De kloof die daartussen zit. Ik wil dat je me ziet, al wil jij dat liever niet. Ik wil dat we samenvallen, die drang ligt in mij besloten. Ja, ook ik heb karaktertrekken waar je niet omheen komt. Je kan me niet ontwijken, vooral vandaag niet.
Ik inspecteer de muur op barstjes, duw ertegenaan, voer de druk op. Het kleinste kiertje en ik ben binnen. Ik heb geduld. Ik kan drie seconden wachten als het moet. Drie seconden, waarin alles is zoals het was, zoals je het altijd hebt gekend, zoals je wil dat het blijft.
Eén.
Hij kreunt. Iedere ochtend kreunt hij, vlak voor het wakker worden.
Je ligt naast hem aan de dag te denken. Aan de dingen die belangrijk lijken: de was die zich ophoopt, dekens die gelucht moeten worden, een vers opgemaakt bed. Opgeschud dons en hoe je er voor het eerst in gaat liggen. Het zuchtje wind dat uit de veren ontsnapt, je lichaam streelt als een vreemdeling. Je denkt aan een sprookje van vroeger.
Hij staat op, loopt naar de gootsteen, doet een plas. Na al die jaren ontlokt dit nog steeds woede; het zure gevoel in je slokdarm.
‘Wie moet dat opruimen?’ mopper je. Hij wuift het weg met een gebaar dat je zo exact na zou kunnen spelen dat het vervreemdend is. Je weet precies wat hij gaat doen. Je weet wat er gaat gebeuren.
Je helpt hem de trap af: binnensmonds gevloek, een geruststellend gebaar, opgelucht gezucht. Als dat gebeurd is ga je koffiezetten.
‘Neem een lift,’ zeggen de mensen, zeggen je dochters en hun buurvrouwen. Maar zij weten niet hoe het vroeger was, zij denken alles op te kunnen lossen met gemak. Jij weet dat het leven vol lijden zit. Dat het gaat om wat je ermee doet. Je denkt aan de dingen die misgingen, aan de rafelranden van jullie bestaan en je lacht het uit; het lijden. Gemak is iets waar je enkel om moet grinniken.
Hij werkt in de tuin, knipt dorre blaadjes weg, trimt de buxus. Daarna verschanst hij zich op de bank voor het raam, zwaait naar buren met hun peuters en overbeladen boodschappentassen. Je kijkt naar zijn achterhoofd. Het vlassige haar, de dunner wordende huid, een plaveisel van pigmentvlekken. Dan denk je aan mij.
Ik ben er en ik ben er niet. Omdat ik heden, verleden en toekomst ben. Twee daarvan stellen je gerust. De derde begint steeds vastere vormen aan te nemen. Ieder kuchje, elk ondefinieerbaar pijntje. Ik ben onderweg, vreet aan jullie botten, vestig me in jullie organen, zoek naar zwakke plekken. Zijn hart is de zwakste schakel. Dat weten we allebei.

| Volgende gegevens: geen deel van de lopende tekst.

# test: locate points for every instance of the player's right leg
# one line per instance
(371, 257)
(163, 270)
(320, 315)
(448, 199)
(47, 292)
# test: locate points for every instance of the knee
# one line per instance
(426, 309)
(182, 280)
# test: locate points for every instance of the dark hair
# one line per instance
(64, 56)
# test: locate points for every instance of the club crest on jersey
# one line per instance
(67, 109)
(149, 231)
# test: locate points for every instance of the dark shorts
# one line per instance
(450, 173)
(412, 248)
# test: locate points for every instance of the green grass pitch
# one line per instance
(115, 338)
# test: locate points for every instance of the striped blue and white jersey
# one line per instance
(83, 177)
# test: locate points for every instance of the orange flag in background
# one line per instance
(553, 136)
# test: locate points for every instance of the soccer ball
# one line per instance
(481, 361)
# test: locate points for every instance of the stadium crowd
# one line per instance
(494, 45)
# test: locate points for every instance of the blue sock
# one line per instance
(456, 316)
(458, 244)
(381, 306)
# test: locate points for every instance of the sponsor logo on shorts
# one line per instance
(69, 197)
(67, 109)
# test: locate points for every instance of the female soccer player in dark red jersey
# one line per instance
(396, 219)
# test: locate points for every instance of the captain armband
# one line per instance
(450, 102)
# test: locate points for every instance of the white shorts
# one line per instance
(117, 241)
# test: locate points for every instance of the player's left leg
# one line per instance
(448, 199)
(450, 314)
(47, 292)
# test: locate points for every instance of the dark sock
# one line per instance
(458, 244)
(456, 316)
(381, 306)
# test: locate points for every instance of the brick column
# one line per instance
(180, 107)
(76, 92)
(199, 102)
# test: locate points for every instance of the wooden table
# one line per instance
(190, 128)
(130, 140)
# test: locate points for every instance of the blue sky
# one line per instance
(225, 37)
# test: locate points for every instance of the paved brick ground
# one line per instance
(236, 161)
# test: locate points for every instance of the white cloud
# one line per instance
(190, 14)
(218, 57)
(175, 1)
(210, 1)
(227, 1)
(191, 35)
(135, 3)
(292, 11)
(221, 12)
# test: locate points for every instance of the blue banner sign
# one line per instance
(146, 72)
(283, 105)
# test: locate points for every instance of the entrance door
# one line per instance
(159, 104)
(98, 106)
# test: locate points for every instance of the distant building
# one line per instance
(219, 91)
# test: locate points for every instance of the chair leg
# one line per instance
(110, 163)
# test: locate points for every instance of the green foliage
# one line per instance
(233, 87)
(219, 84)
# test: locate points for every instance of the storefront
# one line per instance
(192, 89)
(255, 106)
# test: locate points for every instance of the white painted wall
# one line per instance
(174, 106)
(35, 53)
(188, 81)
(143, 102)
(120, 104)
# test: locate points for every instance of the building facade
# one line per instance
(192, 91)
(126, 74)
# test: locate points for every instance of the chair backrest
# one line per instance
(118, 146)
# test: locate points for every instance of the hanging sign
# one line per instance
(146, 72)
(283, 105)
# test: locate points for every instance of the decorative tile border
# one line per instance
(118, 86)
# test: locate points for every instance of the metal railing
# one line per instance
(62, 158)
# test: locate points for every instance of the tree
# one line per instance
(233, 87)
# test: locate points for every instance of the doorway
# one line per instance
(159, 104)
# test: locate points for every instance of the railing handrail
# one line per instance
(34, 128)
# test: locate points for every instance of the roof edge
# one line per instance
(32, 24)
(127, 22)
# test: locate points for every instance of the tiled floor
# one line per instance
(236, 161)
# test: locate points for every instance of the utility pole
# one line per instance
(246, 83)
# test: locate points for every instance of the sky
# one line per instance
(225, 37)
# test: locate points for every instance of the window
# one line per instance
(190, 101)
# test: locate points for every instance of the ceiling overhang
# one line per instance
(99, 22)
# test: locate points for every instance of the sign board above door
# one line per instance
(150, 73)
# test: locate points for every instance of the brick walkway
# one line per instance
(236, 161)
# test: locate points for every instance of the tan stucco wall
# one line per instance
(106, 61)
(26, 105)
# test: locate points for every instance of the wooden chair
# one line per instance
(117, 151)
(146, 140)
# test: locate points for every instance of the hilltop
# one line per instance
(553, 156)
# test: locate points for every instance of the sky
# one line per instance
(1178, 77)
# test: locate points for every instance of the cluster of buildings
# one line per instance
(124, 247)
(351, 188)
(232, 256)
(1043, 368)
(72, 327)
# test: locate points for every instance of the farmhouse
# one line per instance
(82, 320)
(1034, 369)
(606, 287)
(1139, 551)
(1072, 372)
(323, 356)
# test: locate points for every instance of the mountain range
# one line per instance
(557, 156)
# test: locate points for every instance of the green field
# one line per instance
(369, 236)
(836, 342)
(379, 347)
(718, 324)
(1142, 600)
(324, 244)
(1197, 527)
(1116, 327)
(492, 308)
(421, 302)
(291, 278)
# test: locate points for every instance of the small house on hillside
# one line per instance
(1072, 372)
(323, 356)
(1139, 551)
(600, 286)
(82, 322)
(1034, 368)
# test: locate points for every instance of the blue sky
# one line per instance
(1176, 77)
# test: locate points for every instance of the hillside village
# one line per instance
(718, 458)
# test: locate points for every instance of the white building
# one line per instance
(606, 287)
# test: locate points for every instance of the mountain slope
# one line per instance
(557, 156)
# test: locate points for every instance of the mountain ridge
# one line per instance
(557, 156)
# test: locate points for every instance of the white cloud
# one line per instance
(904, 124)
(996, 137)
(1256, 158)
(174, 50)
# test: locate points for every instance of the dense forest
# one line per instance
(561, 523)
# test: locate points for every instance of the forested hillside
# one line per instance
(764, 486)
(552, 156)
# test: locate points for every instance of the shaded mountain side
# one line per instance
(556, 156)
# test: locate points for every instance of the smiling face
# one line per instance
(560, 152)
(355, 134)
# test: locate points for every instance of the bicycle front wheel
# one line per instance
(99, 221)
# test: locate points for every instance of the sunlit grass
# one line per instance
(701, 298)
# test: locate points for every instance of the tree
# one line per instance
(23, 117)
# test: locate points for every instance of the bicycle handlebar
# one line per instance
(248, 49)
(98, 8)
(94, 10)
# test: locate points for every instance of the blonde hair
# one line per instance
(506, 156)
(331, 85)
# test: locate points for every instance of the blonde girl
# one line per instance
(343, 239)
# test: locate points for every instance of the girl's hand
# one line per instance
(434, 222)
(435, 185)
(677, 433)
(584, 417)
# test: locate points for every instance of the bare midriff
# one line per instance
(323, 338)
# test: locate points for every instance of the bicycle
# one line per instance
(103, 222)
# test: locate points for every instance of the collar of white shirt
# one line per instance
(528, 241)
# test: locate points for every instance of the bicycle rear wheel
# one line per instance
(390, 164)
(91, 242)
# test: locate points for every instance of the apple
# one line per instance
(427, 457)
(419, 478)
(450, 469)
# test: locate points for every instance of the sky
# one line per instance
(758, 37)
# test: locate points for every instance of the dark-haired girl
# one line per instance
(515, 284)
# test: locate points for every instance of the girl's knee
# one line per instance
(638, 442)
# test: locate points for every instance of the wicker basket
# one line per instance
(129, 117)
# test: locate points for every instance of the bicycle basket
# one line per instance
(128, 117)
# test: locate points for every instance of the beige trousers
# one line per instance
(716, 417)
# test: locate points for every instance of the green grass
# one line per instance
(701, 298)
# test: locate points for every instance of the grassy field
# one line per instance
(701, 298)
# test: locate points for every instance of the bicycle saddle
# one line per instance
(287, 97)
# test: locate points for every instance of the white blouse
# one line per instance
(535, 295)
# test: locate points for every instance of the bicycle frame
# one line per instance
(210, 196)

Je zet je schrap, trekt je vest wat dichter om je benige schouders, schudt het onbehagen van je af.
Tijdens het eten zeggen jullie een gebed. Niet omdat jullie geloven, maar omdat jullie het gewend zijn. De woorden stellen je gerust. Hij prikt met zijn vork in een kruimige aardappel, ziet nu al op tegen het beklimmen van de trap.
Als jullie in bed liggen, nadat je eerst met een washand langs de kieren van zijn lijf bent geweest, en daarna langs de jouwe, komt je lievelingsmoment. Dan geeft hij je een kus. Dat doet hij al zestig jaar.
Twee.
Kleine scheurtjes wortelen zich over het oppervlak van de steeds dunner wordende muur, als craquelé. Ik klink als een sadist maar het omgekeerde is waar. Ik ben gul geweest, guller dan bij de meesten, heb jullie tijd gegeven, heb gewacht tot ik echt niet meer kon wachten. Het zijn mensen zoals jij die me weker maken dan ik ben. Al mag het niet zo lijken, ik hou me dikwijls in. Dat komt door jou. Door jou voel ik me verbonden met jullie mensenleed. Daarom spijt het me ook zo, dat hij er niet meer is. Daarom geef ik je nog één seconde tot de muur verpulvert…
Drie.
Stofdeeltjes die door de kamer dwarrelen. Je ziet me nu. Dat zie ik aan je vochtige ogen, de trekken rondom je mond. Ik wil je aanraken, je perkamenten huid. Zo zacht, zo ongelofelijk zacht. Maar de kloof tussen ons die blijft.
Je wacht op de bekende kreun. Een hand op het koude laken naast je, luister je en wenst dat alle klokken in de wereld tegelijkertijd tot stilstand komen.